The Company’s Chief Executive Officer, Frederick C. Berndt, has entered into two private agreements to purchase an aggregate of 100,000 shares from two stockholders at a total purchase price of $300,000. Separately, the Company has agreed to purchase the same 100,000 shares from the investors in the event that the Company raises at least $1,500,000 (the “Financing Condition”) on or before September 30, 2011 and in the event that Mr. Berndt has not completed the purchases before the Financing Condition has been completed. These transactions were entered into with principals who have separately entered into a letter of intent with the Company for a joint venture in Mexico as described under Item 8.01 below.

 

Item 8.01 Other Events

 

On August 5, 2011, John D. Lane, a director of the Company, made a $100,000 loan to the Company. This loan is repayable on demand with interest at the rate of 6% per annum.
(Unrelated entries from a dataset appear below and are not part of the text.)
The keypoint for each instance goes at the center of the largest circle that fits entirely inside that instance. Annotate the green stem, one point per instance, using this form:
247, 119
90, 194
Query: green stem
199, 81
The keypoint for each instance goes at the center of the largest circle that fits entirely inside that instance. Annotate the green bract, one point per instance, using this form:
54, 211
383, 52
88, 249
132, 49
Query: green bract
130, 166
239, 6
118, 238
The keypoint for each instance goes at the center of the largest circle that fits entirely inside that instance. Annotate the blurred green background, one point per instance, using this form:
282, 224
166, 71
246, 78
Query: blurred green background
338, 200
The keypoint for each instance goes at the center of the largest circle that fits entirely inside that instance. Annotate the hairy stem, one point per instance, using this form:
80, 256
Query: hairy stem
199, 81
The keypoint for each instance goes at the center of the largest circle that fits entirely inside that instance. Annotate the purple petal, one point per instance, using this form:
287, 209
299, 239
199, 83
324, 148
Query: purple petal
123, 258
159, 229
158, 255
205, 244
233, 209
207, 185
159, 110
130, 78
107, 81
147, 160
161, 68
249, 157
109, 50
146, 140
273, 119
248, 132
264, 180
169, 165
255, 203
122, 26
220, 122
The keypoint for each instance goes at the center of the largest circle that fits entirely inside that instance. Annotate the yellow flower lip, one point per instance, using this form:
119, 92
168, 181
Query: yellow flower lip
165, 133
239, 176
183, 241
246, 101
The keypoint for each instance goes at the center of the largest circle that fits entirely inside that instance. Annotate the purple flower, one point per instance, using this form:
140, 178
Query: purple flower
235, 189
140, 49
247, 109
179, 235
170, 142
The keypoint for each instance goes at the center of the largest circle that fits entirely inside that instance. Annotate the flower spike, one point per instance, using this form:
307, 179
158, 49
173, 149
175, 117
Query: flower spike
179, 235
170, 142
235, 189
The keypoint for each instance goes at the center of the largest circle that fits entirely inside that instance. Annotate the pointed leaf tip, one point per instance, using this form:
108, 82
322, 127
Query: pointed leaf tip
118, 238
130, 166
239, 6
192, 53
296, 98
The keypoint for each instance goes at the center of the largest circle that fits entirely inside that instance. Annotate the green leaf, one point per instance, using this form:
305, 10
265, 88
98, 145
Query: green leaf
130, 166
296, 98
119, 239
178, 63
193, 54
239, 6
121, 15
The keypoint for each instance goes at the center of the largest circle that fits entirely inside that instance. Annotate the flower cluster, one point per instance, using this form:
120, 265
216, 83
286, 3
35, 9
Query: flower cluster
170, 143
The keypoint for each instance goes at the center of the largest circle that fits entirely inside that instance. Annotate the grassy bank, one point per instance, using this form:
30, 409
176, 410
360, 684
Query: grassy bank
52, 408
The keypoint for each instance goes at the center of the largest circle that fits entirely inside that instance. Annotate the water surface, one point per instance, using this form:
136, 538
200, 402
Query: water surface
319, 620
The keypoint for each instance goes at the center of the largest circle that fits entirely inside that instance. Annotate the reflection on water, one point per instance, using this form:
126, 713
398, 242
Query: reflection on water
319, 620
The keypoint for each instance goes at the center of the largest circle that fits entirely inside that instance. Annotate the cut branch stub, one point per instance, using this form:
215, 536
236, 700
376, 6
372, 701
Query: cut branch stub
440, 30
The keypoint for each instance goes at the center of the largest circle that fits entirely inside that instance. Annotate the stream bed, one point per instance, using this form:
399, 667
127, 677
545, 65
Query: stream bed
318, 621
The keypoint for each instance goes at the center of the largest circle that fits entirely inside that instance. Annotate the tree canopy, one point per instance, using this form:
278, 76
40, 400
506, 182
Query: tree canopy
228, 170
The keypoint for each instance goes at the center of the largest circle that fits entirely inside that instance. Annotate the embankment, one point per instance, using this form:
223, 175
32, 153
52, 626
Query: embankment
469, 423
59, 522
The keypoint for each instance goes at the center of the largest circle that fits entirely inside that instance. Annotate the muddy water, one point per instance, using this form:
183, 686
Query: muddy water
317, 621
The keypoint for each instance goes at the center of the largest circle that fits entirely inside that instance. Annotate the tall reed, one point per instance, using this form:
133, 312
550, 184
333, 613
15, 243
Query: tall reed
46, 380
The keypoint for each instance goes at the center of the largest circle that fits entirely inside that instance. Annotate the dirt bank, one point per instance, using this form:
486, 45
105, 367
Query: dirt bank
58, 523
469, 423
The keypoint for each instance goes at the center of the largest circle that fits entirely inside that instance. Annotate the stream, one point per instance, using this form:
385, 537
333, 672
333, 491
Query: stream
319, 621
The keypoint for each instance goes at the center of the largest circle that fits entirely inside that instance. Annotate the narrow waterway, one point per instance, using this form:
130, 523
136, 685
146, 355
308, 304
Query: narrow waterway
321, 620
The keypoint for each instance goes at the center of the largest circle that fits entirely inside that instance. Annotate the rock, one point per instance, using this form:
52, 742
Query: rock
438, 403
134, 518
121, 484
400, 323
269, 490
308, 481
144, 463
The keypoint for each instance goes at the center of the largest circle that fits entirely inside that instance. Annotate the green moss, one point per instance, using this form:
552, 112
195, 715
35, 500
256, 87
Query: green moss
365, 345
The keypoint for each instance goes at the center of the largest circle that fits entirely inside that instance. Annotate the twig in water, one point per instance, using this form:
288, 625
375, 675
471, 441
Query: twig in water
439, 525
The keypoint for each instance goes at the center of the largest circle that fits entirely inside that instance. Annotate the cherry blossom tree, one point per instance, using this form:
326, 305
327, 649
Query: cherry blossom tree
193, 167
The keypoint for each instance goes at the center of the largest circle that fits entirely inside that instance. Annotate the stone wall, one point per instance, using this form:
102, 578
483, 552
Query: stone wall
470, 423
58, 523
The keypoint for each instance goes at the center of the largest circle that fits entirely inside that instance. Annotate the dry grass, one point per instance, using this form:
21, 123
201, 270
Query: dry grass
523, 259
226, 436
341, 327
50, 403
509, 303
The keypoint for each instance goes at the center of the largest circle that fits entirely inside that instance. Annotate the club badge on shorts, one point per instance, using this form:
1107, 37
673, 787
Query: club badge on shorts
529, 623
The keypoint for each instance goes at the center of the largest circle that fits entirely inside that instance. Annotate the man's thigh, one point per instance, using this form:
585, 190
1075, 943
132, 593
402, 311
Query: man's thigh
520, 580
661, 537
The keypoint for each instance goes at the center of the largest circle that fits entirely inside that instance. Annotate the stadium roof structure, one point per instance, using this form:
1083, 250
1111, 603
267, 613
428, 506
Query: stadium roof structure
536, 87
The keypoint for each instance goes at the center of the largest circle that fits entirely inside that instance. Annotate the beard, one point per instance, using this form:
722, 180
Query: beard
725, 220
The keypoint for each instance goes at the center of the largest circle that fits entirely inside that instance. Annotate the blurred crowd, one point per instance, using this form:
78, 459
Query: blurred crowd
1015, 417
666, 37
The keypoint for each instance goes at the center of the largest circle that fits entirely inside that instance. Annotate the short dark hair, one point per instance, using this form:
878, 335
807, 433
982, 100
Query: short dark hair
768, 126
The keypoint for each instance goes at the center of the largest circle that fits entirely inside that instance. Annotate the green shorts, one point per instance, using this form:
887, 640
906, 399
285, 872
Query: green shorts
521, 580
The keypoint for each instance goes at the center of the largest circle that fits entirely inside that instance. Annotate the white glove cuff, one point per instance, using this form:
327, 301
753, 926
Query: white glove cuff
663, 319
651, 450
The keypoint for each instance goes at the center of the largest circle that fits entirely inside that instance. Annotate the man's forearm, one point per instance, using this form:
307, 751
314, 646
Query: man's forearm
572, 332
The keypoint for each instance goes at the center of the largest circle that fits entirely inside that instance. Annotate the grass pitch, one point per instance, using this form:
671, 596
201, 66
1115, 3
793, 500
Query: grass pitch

Until such time as the loan has been repaid, the voting rights of Sciences are controlled by Mr. Lane. Mr. Lane also received warrants to purchase 100,000 shares of common stock, exercisable at $3.00 per share over a period of three years as partial consideration for this loan and a prior loan to the Company that was previously paid back.

 

On August 11, 2011 and on August 19, 2011, the Board of Directors approved receiving an additional $68,000 loan from Mr. Lane on the same terms and conditions as the prior loan described above, except that Mr. Lane received a Promissory Note in the amount of $68,000 and Warrants to purchase 40,000 shares of Common Stock, exercisable at $3.00 per share over a period of three years as partial consideration for each new loan.

 

On September 8, 2011, the Company entered into an agreement with a non-affiliated investor to loan $200,000 to the Company, which is convertible at $5.00 per share and repayable to the investor on a maturity date of March 8, 2012. Interest at the rate of 11% per annum is payable on December 8, 2011 and the balance at maturity. The lender also received three year warrants to purchase 180,000 shares, exercisable at $3.00 per share at any time over the life of the warrants.

 

Letter of Intent for Joint Venture in Mexico

 

On September 1, 2011, the Company has entered into a Letter of Intent for a joint venture to sell G2 Diesel in Mexico, subject to regulatory approval in Mexico and entering into definitive joint venture agreements to supply the biofuel component of the fuel blend (which blend is expected to be 5% biofuel) required for 500 buses in Mexico for at least 30 days of projected operation and then to gradually increase the order to supply the biofuel component for up to 3,000 buses. In the event that a definitive agreement is entered into, approximately $320,000 would be paid by the Company to cover setup costs of the joint venture project. We can provide no assurance that a definitive agreement for the proposed joint venture project will be entered into on terms satisfactory to us, if at all. See Item 1.01 regarding agreements entered into by both the Company’s Chief Executive Officer and the Company to purchase 100,000 shares of the Company’s Common Stock from two principals of the joint venture at a cost totaling $300,000.

 

 

Item 9.01 Financial Statements and Exhibits.

 

(d) Exhibit.

 

10.1 Agreement dated July 11, 2011, by and among 11 Good Energy, Inc., a Delaware corporation (“Parent”), 11 Good Energy Sciences, Inc, a Delaware corporation and a wholly-owned subsidiary of Parent (“Buyer”), Kai BioEnergy Corp., a Hawaiian corporation (“Company”) and the Company’s stockholders, namely, Mario Larach and Frank Infelise (such stockholders, collectively, the “Sellers”). (This exhibit was previously filed with the original Form 8-K).

 

10.2 Extension Agreement dated August 3, 2011. (Previously herewith)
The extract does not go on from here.